How you haven't kicked her out and filled papers is amazing to me.
_Posted via Mobile Device_


----------



## morituri (Apr 1, 2011)

Urrrrgggg, do you really truly want to know the gory details? Are you emotionally strong enough to handle the truth from her? If so then you need to create an emotionally safe environment where brutal honesty on her part is not going to be punished with disrespectful judgements and angry outbursts from you. The purpose is for her to feel safe enough to open up to you and share her deepest, darkest thoughts and feelings with you - true intimacy. Can you do that?


----------



## F-102 (Sep 15, 2010)

Do you want to continue in a marriage where you will feel that you have to monitor her 24/7? She has already shown that she wants to do nothing for your peace of mind-it's all about her and her needs alone.

There is one sure fire way to end this: take yourself out of the equation.


----------



## the guy (Aug 3, 2010)

:iagree:

Its odd how they change their tune when you show them the confidence of moving on with out them. Not just words but clear step in distancing your self and planing a exit.


----------



## Urrrrgggg (Aug 25, 2011)

morituri said:


> The purpose is for her to feel safe enough to open up to you and share her deepest, darkest thoughts and feelings with you - true intimacy. Can you do that?


Ya know after I read this I thought about it and it would be a cold day in hell when that would/could happen. I know SOME (apparently) things about my wife and I know there is no way that will ever happen with me or with anyone else no matter what the situation. She is very out of touch with herself and who she is and is embarrased to show her real feelings... She is the sae way around her mom and sister too... SHe does have a couple really close friends i think she opens up to but then again maybe not? We have been together for around 7 years now and she still can't let me see her cry. I have to almost fight to get her to let me hold her when she's upset becasue she's embarrased...??? With all teh women ive ever been with this is a first for sure and has always confused me. 

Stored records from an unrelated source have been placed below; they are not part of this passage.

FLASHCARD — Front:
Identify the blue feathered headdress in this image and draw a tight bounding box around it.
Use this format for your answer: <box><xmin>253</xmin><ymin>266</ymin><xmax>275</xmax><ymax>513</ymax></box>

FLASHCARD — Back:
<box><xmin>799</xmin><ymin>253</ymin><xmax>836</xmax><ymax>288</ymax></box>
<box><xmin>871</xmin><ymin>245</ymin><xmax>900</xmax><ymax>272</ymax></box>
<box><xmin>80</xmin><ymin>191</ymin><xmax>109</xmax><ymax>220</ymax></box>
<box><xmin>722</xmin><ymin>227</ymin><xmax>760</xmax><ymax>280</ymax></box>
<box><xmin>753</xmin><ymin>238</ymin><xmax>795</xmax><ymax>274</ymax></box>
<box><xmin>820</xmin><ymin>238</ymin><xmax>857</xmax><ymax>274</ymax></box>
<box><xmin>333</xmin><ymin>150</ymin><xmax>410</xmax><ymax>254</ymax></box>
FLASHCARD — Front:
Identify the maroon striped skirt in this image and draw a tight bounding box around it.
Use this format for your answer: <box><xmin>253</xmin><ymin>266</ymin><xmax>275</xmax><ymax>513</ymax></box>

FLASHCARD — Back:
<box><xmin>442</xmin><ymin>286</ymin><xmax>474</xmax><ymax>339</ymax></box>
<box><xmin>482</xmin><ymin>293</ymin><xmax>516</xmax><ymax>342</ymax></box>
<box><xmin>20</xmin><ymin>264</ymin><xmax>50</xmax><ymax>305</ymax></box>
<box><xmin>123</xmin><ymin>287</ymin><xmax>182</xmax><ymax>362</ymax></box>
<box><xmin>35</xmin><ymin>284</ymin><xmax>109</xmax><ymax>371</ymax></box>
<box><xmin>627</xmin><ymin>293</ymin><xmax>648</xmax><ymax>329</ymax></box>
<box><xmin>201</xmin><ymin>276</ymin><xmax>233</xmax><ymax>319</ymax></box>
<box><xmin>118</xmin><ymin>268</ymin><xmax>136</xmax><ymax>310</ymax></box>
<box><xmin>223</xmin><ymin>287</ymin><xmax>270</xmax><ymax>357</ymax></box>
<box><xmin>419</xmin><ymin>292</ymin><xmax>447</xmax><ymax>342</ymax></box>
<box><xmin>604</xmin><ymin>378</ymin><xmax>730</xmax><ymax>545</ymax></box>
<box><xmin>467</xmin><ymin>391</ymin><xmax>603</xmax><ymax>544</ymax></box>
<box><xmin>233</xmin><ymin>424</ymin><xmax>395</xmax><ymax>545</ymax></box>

Anyway... I think i would love that if i would know for sure that I would know 100% of everything becaseu i hope to god it isn't as bad as my imagination is. I really think that IF i decide to stay around this is what will have to happen because not really knowing what's going on and all the things i think about is killing me. Even after i heard about it all and couldn't take it I would have so much more respect for her than i do right now...


----------



## morituri (Apr 1, 2011)

Urrrrgggg I would then have to conclude with the other posters that you should seriously consider divorcing her and moving on with your life. I know it is easier said and done but I should know, because the day I made the decision to divorce my ex-wife was one of the most painful experiences of my life. Nevertheless, I had to make it for my own sanity and emotional healing despite the enormous love I still had for her.


----------



## Urrrrgggg (Aug 25, 2011)

F-102 said:


> Do you want to continue in a marriage where you will feel that you have to monitor her 24/7?
> 
> 
> > I think about this side of staying every day believe me...
> ...


----------



## southernmagnolia (Apr 12, 2011)

Urrrrgggg said:


> Ya know after I read this I thought about it and it would be a cold day in hell when that would/could happen. I know SOME (apparently) things about my wife and I know there is no way that will ever happen with me or with anyone else no matter what the situation. She is very out of touch with herself and who she is and is embarrased to show her real feelings... She is the sae way around her mom and sister too... SHe does have a couple really close friends i think she opens up to but then again maybe not? We have been together for around 7 years now and she still can't let me see her cry. I have to almost fight to get her to let me hold her when she's upset becasue she's embarrased...??? With all teh women ive ever been with this is a first for sure and has always confused me.
> 
> Anyway... I think i would love that if i would know for sure that I would know 100% of everything becaseu i hope to god it isn't as bad as my imagination is. I really think that IF i decide to stay around this is what will have to happen because not really knowing what's going on and all the things i think about is killing me. Even after i heard about it all and couldn't take it I would have so much more respect for her than i do right now...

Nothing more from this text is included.